The springboard for our work is a developmental checkpoint that regulates sporulation by cells of the bacterium Bacillus subtilis in response to replication status and DNA damage. When starved, cells of Bacillus subtilis can develop into spores capable of withstanding prolonged exposure to extreme environmental conditions. Cells initiate spore development by undergoing an asymmetric cell division to produce two specialized daughter cells, both of which are required for the production of a mature spore. The initiation of spore development is inhibited if cells are experiencing problems with DNA replication or have suffered DNA damage. Inhibiting the initiation of sporulation prevents the formation of daughter cells with incomplete or damaged copies of the genome.

We have recently identified the components of the signaling pathway that inhibits sporulation in response to replication defects and DNA damage. Replication defects and DNA damage are sensed through two convergent signaling pathways that activate transcription of a gene encoding an inhibitor of sporulation, Sda. Sda regulates sporulation by specifically inhibiting two kinases that are required to activate sporulation-specific gene expression in response to starvation signals.

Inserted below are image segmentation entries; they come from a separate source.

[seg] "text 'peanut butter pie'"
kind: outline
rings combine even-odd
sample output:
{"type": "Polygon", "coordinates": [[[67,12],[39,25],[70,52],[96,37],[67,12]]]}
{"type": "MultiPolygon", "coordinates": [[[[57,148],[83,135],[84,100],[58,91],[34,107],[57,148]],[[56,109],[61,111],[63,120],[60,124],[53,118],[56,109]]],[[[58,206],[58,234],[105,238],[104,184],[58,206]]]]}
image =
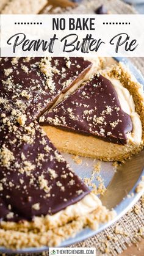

We are currently focusing on several questions regarding the role of the Sda signaling pathway and the mechanisms by which it works, asking if it helps coordinate spore development with the cell cycle in cells that are replicating their chromosomes normally, if it contributes to cell viability and genome stability following transient perturbations in replication, how the signals regulating the pathway are integrated, and how Sda specifically recognizes its target kinases. We are also combining genetic approaches with fluorescence microscopy and biochemistry to identify and characterize other cell cycle-dependent signaling pathways in Bacillus subtilis regulating growth and development.

Understanding how these pathways work on a mechanistic level should provide insights into the developmental regulation of other bacteria, notably during pathogenesis and symbiosis, and identify potential targets for new antibiotics. It may also yield insights into those aspects of cell cycle regulation shared with eukaryotes due to the conservation of machinery involved in DNA replication, repair, and other key cellular processes.